OLIVIER MORIN
LUNDI, 21 SEPTEMBRE, 2015
L’HUMANITÉ

312208 Image 0

Hamada Dih campe avec deux cents Sahraouis près de la Garonne, certains déclarent avoir travaillé sans qu’aucun contrat ne leur ait été proposé.
Photo : Loïc Le Loët
À Bordeaux, des travailleurs immigrés floués par une société de travaux viticoles luttent avec la CGT pour faire respecter leurs droits.

Bordeaux (Gironde), envoyé spécial. « Ce contrat et ce salaire, c’est mon droit. Je n’ai peur de personne et j’irai le chercher. » Dans sa tente de fortune sous le pont Saint-Jean de Bordeaux, Hamada Dih explique comment, après dix-huit jours à travailler dans les vignes du Pessac-Léognan, il se retrouve avec une paie en liquide de seulement 200 euros. Et il n’est pas seul. Parmi les quelque deux cents Sahraouis qui campent près de la Garonne, une vingtaine déclarent avoir travaillé dans les châteaux des grands crus bordelais sans qu’aucun contrat ne leur ait été proposé. « Cela fait un an aujourd’hui que je suis ici », se souvient Hamada. En quittant le camp de Tindouf, dans lequel il a toujours vécu et où l’attendent sa femme et ses cinq enfants, il ne pensait certainement pas vivre de nouveau sous une tente. Informés par des amis qu’une société embauchait de nombreux ouvriers viticoles au moment des travaux dans les vignes, lui et ses compagnons d’infortune ont posé leur baluchon à Bordeaux. Ils ont alors rencontré Mohamed Karam, patron des sociétés Karagri et Les Cépages, qui proposent des prestations aux propriétaires viticoles. Ces derniers, plutôt que de signer autant de contrats qu’il y a de salariés, n’ont plus qu’à régler une seule facture au prestataire en fonction de la tâche effectuée.

« La France a des lois qui protègent les salariés. Il faut les faire respecter »

« Quand la vigne pousse d’un coup, après une période de pluie et de soleil, c’est plus facile de faire ainsi car on a besoin que le levage des brins soit fait rapidement et la société pouvait le faire en un jour et demi », se justifie Jean d’Antras, propriétaire du Château Magence. La société Karagri tombe donc à point nommé et, dans un premier temps, les 
Sahraouis sont tous logés à La Réole, où Mohamed Karam leur octroie royalement d’étroites chambres. « On y dormait à vingt, serrés comme des sardines et il fallait encore payer 6 euros par nuit », se souvient Hamada. Des conditions indignes et peu supportables quand on rentre harassés par une journée passée à tirer les fils de fer dans la vigne.

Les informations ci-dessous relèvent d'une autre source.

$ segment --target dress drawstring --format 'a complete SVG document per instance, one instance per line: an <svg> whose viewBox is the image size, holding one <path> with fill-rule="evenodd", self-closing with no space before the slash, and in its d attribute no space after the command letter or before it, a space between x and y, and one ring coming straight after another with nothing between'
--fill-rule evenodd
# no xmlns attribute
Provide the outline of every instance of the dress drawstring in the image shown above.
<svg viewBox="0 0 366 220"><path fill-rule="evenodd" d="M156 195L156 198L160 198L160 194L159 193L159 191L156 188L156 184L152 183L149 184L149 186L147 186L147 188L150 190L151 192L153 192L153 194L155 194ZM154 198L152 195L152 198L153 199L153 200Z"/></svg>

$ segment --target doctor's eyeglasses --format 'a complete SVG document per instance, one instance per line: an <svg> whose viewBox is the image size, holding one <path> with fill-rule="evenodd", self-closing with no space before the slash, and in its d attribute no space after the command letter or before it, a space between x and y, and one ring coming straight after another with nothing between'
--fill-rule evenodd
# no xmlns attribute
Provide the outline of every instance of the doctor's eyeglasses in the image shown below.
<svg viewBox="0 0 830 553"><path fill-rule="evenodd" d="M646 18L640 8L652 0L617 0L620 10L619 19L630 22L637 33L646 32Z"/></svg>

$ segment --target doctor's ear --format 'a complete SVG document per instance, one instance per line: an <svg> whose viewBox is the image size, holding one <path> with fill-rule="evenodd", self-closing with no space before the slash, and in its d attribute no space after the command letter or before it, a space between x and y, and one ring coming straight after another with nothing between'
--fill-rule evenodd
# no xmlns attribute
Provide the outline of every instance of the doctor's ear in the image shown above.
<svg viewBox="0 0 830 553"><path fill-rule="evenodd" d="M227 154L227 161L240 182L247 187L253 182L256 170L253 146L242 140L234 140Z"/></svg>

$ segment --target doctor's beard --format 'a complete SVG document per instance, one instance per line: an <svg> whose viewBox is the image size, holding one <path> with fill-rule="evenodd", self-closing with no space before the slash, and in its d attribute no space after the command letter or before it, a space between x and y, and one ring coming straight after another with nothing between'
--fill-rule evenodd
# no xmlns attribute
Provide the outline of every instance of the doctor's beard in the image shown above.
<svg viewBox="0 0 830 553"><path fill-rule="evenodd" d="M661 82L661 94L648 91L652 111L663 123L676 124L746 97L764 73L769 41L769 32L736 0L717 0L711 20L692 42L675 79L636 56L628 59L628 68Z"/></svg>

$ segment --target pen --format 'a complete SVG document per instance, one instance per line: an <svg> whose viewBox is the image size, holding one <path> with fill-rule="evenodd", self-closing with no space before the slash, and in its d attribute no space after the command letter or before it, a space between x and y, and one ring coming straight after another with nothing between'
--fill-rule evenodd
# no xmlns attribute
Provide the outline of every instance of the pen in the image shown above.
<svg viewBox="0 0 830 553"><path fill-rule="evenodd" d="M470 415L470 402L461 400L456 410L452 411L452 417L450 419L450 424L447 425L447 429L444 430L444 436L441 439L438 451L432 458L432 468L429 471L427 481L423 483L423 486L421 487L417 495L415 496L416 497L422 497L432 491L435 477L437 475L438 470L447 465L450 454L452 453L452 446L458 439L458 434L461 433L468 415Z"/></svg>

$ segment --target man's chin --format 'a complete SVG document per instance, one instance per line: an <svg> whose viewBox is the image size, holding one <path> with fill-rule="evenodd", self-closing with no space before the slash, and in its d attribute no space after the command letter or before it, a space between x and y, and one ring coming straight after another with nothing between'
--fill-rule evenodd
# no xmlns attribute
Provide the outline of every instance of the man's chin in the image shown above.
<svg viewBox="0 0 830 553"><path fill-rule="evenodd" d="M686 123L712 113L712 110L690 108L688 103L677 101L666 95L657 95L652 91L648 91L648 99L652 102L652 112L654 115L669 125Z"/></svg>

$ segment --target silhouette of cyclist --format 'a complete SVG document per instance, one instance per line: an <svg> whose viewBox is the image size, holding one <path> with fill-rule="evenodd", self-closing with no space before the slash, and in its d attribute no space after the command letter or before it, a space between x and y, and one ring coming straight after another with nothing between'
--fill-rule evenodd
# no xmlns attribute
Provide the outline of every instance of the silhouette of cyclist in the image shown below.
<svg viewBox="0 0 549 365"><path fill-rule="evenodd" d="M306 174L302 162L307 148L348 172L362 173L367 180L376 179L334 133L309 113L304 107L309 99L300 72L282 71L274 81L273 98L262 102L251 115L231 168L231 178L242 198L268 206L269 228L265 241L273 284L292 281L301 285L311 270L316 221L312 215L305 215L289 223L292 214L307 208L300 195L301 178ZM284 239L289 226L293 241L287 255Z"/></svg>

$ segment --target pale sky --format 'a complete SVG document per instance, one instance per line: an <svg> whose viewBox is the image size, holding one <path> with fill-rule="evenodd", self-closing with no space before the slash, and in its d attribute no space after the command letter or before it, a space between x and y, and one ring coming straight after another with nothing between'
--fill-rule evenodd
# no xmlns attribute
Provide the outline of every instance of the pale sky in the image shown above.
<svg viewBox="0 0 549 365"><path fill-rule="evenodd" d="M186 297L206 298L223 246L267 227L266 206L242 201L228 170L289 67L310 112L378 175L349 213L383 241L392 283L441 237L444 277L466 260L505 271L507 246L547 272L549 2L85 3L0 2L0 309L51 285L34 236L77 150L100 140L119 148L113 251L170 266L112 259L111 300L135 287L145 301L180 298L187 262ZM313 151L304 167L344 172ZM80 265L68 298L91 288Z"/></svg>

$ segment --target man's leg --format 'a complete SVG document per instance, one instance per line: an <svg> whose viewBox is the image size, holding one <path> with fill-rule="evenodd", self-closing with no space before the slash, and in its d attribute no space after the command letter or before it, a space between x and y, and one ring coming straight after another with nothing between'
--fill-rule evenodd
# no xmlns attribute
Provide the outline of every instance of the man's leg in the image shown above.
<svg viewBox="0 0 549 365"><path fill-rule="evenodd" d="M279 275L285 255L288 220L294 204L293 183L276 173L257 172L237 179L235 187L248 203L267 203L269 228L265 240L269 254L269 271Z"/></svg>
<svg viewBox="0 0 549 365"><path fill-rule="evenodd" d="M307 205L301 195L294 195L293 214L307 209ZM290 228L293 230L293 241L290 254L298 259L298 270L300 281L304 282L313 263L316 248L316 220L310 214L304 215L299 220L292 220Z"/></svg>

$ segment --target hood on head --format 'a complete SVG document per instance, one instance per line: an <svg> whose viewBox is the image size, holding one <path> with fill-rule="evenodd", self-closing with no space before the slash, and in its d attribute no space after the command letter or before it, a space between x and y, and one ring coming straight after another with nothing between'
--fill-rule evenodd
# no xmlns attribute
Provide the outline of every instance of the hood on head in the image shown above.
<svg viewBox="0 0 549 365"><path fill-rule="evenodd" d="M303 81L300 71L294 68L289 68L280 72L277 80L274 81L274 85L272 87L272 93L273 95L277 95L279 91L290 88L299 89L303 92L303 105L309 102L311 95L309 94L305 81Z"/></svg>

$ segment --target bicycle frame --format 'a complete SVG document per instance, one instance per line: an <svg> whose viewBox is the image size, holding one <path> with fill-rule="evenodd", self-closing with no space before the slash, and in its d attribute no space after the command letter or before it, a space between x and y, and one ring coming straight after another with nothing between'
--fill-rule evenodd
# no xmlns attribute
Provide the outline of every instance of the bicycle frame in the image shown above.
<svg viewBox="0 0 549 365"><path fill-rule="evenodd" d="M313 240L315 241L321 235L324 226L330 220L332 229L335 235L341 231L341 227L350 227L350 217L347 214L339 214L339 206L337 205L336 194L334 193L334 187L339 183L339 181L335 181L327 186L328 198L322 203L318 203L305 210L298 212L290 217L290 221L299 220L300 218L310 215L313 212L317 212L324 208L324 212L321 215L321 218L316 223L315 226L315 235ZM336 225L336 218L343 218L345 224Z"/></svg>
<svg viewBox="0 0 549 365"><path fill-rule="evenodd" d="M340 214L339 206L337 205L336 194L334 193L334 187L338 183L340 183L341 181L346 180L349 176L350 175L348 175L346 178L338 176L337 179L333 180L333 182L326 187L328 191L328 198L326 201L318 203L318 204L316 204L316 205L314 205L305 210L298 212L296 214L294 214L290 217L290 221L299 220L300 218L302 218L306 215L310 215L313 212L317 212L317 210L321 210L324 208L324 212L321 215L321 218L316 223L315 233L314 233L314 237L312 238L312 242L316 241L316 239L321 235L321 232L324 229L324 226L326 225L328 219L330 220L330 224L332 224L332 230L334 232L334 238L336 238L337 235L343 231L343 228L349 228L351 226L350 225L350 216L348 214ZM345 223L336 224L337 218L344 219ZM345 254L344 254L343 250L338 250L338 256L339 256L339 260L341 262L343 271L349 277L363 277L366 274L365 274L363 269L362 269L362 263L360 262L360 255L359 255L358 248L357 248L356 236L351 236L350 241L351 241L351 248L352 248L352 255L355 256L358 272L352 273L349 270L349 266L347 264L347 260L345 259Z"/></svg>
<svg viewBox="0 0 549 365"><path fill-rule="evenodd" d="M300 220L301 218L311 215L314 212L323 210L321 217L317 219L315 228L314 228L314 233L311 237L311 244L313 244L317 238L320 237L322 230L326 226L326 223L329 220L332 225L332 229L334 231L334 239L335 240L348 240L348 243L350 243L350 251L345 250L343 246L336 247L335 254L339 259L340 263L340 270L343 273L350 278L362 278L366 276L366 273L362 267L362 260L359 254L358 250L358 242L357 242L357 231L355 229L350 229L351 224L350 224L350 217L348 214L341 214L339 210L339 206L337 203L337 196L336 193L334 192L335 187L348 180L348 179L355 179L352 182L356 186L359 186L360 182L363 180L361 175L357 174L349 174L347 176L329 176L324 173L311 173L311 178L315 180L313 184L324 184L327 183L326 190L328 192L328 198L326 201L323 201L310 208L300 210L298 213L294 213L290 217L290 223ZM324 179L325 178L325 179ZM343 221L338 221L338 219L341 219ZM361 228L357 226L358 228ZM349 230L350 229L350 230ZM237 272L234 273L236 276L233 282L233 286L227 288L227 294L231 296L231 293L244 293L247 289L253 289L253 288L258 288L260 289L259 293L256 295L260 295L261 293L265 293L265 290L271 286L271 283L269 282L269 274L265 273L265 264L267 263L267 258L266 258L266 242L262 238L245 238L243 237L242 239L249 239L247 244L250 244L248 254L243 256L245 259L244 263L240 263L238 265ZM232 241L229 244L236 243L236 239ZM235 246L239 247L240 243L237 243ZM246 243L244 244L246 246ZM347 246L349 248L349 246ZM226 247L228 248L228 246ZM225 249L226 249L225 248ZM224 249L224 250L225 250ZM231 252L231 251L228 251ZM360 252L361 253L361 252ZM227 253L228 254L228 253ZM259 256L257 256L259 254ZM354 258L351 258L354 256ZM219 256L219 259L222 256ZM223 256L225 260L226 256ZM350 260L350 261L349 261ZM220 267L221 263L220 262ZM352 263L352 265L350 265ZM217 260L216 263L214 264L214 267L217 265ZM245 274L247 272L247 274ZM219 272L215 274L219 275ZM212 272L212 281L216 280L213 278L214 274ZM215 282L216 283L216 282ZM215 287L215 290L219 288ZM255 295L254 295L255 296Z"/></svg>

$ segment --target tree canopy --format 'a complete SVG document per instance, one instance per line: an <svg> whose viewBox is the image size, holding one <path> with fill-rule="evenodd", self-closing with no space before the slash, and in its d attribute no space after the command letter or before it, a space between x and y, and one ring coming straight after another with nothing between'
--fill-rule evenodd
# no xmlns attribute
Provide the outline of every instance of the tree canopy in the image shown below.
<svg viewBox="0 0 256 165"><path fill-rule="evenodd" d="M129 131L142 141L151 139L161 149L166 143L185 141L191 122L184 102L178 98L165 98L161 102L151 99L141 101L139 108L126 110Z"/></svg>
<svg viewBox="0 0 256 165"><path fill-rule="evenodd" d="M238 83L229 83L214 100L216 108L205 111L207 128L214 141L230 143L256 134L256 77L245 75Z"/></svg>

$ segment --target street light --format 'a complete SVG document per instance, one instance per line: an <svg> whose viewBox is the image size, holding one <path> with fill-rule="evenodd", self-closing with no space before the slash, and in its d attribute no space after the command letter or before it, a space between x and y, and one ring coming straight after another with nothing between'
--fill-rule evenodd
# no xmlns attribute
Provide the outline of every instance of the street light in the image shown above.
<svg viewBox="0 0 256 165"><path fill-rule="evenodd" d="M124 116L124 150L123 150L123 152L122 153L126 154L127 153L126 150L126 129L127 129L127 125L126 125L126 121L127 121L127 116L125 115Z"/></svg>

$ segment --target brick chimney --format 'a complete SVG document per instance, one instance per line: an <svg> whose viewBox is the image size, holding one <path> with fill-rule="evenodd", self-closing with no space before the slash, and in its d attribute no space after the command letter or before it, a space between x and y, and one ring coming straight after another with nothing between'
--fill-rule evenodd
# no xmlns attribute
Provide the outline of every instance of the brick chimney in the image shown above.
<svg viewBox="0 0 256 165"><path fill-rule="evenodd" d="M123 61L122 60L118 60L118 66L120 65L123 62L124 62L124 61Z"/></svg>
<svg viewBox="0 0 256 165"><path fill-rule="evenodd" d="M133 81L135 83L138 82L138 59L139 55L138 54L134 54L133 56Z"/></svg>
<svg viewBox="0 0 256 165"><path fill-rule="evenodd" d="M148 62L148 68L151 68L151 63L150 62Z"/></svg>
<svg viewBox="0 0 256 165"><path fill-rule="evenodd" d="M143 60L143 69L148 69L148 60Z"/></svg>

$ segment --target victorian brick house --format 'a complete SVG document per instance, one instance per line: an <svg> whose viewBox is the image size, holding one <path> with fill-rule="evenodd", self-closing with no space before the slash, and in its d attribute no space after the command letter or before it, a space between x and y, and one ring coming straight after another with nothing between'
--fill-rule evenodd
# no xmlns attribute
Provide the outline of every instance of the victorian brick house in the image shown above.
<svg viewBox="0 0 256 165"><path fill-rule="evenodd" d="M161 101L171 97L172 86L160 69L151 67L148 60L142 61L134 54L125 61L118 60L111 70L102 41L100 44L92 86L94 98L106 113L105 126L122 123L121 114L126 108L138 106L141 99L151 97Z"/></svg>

Les travailleurs sahraouis partent donc trouver refuge à Bordeaux, sous le pont Saint-Jean. « J’ai dû acheter une tente à 30 euros à la brocante », précise un des Sahraouis. Moins à l’étroit, ils doivent malgré tout s’éclairer à la lampe à pétrole et construire des toilettes de fortune. À présent, ce n’est plus une couchette dans une petite chambre qu’il faut payer mais les trajets pour se rendre dans les vignes. 5 euros par jour et par personne. Aucun d’entre eux n’est motorisé et il faut bien aller au travail. Ils acceptent.

Les jours de travail passent et certains, dont Hamada, demandent quand et combien ils seront payés. « On ne savait que la veille si on travaillait le lendemain. Un jour, Mohamed Karam ne nous a plus appelés », enrage Hamada. Sourd à leurs légitimes revendications d’obtenir un contrat et une fiche de paie conformes aux heures travaillées, le patron de Karagri espère sans doute que ceux qu’il exploite, sans logement et ne parlant pas français, courberont l’échine. Seulement, l’un d’entre eux qui avait déjà travaillé pour Karam les années précédentes a décidé de se rendre à la gendarmerie avec quelques collègues. Les forces de l’ordre les ont alors orientés vers l’inspection du travail. Chose peu commune, les services de la Direccte leur ont conseillé de contacter une organisation syndicale. C’est ainsi que les Sahraouis ont trouvé auprès de la CGT une écoute attentive et des éléments pour recouvrer leur dû. « On travaille bien avec la CGT, précise Hamada. La France a des lois qui protègent les salariés. Il faut les faire respecter. »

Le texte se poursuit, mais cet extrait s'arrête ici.